May 21, 2003

Shifted returns with a bang...and so does LLRX!!

How happy was I when I saw about 10 posts from Jenny today?! I was so thrilled that I was doing her patented happy dance through the stacks of my 11th Floor law library. You should have seen me. Welcome back Jenny (I know, she wasn't really gone, but she hasn;t been posting as much as she used to, right?)

Anyway, Jenny linked to the new edition of LLRX which had taken a longer hiatus. Welcome back Sabrina!!

Somehow in the transition from Newzcrawler to Syndirella to Radio, the LLRX RSS Feed had gotten lost. OK. There we go, back safe in my aggregator.

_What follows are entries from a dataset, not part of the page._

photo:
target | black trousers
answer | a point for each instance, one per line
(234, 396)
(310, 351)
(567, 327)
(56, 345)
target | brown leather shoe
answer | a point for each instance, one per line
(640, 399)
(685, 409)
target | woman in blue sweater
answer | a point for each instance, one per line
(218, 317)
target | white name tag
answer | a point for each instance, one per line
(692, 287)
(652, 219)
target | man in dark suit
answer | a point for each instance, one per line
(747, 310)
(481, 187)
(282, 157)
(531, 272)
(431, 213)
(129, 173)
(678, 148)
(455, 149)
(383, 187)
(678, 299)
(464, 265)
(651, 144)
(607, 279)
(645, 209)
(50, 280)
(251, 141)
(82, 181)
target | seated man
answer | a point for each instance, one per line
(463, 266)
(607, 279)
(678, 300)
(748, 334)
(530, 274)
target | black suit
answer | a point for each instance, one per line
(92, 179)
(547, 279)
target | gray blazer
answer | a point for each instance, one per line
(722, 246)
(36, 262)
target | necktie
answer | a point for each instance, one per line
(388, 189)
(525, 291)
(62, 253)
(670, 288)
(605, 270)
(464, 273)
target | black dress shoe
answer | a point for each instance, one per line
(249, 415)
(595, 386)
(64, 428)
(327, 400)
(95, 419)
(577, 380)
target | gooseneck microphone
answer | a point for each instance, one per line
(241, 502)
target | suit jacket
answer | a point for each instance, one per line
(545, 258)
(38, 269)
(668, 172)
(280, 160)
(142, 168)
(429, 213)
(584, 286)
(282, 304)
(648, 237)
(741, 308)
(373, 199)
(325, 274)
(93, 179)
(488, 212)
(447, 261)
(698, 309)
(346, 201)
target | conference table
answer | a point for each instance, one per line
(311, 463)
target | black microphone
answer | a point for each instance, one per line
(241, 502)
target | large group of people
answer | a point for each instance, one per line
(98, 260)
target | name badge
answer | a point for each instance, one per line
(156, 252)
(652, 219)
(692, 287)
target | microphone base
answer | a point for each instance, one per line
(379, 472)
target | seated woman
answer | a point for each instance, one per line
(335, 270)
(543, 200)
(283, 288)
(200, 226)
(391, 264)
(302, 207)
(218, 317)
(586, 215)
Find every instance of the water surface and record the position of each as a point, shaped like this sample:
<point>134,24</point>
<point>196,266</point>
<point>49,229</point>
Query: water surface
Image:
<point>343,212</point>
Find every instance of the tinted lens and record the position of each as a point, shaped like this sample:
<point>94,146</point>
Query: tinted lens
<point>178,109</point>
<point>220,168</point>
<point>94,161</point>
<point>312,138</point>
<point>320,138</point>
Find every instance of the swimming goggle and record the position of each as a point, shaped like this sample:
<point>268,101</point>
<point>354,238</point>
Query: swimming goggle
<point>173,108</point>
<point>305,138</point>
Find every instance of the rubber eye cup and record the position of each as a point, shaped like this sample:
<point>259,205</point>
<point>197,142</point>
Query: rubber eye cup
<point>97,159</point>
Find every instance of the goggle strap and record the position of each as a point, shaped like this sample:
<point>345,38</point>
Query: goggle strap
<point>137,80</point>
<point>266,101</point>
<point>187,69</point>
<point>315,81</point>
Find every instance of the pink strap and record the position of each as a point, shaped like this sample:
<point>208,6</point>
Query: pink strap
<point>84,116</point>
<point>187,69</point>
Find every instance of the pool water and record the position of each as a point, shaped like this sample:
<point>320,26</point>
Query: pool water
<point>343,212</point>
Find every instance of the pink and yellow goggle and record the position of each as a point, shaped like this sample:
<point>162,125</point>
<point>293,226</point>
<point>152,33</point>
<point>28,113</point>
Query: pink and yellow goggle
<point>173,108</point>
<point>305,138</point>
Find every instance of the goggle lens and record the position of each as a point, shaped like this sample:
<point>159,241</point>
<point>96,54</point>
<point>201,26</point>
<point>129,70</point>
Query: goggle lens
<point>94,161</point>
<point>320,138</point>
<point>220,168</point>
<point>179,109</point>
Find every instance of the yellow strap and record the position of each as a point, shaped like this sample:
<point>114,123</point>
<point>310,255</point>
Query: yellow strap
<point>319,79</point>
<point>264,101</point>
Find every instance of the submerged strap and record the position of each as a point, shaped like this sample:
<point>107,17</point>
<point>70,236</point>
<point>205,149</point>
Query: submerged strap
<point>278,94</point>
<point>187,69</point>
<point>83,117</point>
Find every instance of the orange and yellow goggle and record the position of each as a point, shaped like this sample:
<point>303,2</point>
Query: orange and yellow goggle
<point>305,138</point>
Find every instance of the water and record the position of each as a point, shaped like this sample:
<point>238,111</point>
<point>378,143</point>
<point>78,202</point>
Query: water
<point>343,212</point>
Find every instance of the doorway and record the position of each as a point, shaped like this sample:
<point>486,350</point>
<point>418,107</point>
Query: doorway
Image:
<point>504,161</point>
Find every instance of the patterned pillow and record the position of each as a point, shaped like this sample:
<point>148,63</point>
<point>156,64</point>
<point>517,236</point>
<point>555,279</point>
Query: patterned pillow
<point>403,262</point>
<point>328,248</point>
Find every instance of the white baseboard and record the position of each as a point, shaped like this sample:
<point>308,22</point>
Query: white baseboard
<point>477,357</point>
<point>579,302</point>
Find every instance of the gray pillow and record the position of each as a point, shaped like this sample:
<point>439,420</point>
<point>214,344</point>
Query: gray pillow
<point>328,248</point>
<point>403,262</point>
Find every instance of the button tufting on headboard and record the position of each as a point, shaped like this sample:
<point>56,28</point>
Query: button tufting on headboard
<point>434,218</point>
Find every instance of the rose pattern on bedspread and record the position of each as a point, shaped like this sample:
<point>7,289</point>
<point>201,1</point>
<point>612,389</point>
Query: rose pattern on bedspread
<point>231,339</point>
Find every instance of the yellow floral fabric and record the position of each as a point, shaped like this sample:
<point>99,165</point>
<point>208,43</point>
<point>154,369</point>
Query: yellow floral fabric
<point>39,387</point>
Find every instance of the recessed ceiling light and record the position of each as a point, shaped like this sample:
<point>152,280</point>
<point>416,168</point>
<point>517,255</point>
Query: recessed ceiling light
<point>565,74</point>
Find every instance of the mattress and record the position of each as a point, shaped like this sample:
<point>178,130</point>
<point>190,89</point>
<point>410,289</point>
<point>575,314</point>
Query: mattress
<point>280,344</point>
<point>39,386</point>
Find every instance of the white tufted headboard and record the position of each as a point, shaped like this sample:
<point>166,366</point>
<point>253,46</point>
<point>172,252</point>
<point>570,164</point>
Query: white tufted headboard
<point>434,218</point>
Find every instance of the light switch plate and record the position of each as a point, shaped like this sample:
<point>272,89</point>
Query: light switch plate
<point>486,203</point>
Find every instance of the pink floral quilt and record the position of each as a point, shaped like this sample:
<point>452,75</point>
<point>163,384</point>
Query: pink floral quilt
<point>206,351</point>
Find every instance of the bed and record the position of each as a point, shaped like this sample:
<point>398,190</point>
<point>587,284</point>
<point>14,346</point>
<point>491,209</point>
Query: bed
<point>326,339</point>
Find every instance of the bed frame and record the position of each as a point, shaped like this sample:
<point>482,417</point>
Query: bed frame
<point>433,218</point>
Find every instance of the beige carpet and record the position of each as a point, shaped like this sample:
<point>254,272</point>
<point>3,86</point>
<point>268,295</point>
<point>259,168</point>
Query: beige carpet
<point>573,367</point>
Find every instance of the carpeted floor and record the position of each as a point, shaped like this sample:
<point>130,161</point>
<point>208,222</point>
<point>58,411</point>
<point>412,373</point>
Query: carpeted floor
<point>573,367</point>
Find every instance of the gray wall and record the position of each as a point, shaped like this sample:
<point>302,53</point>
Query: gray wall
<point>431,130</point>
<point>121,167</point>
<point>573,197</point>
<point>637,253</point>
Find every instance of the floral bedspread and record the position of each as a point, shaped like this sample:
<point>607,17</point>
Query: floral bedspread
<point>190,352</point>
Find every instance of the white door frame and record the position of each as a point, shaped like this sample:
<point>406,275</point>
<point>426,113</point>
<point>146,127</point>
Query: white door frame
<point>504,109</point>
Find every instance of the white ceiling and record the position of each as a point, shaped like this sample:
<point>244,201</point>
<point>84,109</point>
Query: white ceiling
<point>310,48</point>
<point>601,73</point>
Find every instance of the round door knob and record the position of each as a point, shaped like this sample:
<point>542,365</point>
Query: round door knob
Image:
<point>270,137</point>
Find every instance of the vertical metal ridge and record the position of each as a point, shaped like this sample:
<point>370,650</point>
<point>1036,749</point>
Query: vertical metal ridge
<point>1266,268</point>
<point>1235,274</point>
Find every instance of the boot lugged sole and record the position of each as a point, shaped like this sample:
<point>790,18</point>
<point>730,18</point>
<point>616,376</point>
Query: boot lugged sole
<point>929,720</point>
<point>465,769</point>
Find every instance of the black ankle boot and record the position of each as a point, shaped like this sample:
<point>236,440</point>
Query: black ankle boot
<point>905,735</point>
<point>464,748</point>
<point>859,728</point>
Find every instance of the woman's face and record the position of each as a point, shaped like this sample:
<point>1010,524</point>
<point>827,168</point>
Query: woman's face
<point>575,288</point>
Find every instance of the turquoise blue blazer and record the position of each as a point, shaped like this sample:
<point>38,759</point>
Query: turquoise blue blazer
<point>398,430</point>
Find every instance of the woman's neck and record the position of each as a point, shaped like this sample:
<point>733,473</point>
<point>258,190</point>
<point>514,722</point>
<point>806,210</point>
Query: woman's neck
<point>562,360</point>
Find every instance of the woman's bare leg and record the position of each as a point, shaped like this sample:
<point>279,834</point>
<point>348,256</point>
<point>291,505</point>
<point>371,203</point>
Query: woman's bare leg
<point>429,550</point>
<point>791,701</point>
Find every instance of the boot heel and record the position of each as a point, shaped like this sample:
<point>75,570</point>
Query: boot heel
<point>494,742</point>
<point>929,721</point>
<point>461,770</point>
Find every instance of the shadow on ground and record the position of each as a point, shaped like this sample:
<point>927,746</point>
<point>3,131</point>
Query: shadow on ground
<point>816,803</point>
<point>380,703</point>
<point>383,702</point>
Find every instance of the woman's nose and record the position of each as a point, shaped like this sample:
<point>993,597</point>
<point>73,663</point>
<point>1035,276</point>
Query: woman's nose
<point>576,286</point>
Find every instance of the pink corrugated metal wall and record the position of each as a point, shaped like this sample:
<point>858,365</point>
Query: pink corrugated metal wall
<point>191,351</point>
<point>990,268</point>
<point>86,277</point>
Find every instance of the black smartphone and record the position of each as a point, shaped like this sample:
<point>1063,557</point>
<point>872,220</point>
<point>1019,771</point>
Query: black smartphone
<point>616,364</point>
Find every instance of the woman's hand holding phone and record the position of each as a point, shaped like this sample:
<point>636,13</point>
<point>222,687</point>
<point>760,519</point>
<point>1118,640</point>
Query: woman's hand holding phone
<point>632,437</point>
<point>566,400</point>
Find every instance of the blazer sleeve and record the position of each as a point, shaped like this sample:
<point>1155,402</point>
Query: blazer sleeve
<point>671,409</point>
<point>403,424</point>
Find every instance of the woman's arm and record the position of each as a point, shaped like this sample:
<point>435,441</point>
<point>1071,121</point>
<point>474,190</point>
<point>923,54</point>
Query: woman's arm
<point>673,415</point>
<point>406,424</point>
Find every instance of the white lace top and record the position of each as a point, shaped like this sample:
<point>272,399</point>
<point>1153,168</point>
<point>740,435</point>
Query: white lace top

Psst...Jenny...I am quickly becoming an RSS Bigot. Almost every site that I read now has an RSS Feed or I have created one with Stapler. Walt must be covering his eyes and shaking his head grumbling, "Oh No!! Not another one"

Even though I can't get Walt's incredible newsletter in my aggregator, I still read it religiously. Although maybe I should start prodding Walt to provide some sort of feed. By the look of his front page or the archives page, I may be able to create one. Any interest, Walt?

C'mon Walt, come on over to the dark side...

Posted by Steven at May 21, 2003 10:55 PM
Comments

You might be able to figure out a way to be notified when there's a new issue, although isn't that easy to do with "webwatching" software?

As for the issues themselves, they're single PDFs, each about a quarter meg. You really, truly don't want to get them as part of a feed.

And, let's face it, I'm not a web technical hotshot: The site design should make that obvious.

You did get one thing: The cleanest way to pick up each new issue, and ONLY each new issue (ignoring PC Values), is to look for changes on the archive/all-issues page. It's conceivable that I'd make mid-issue changes to the home page (like making it spiffier, although that's not a high priority), but now that I've changed the all-issues site from a "previous-volumes" site to a complete index/table, it gets changed when and only when issues are released.

Like either tonight or tomorrow night, for example.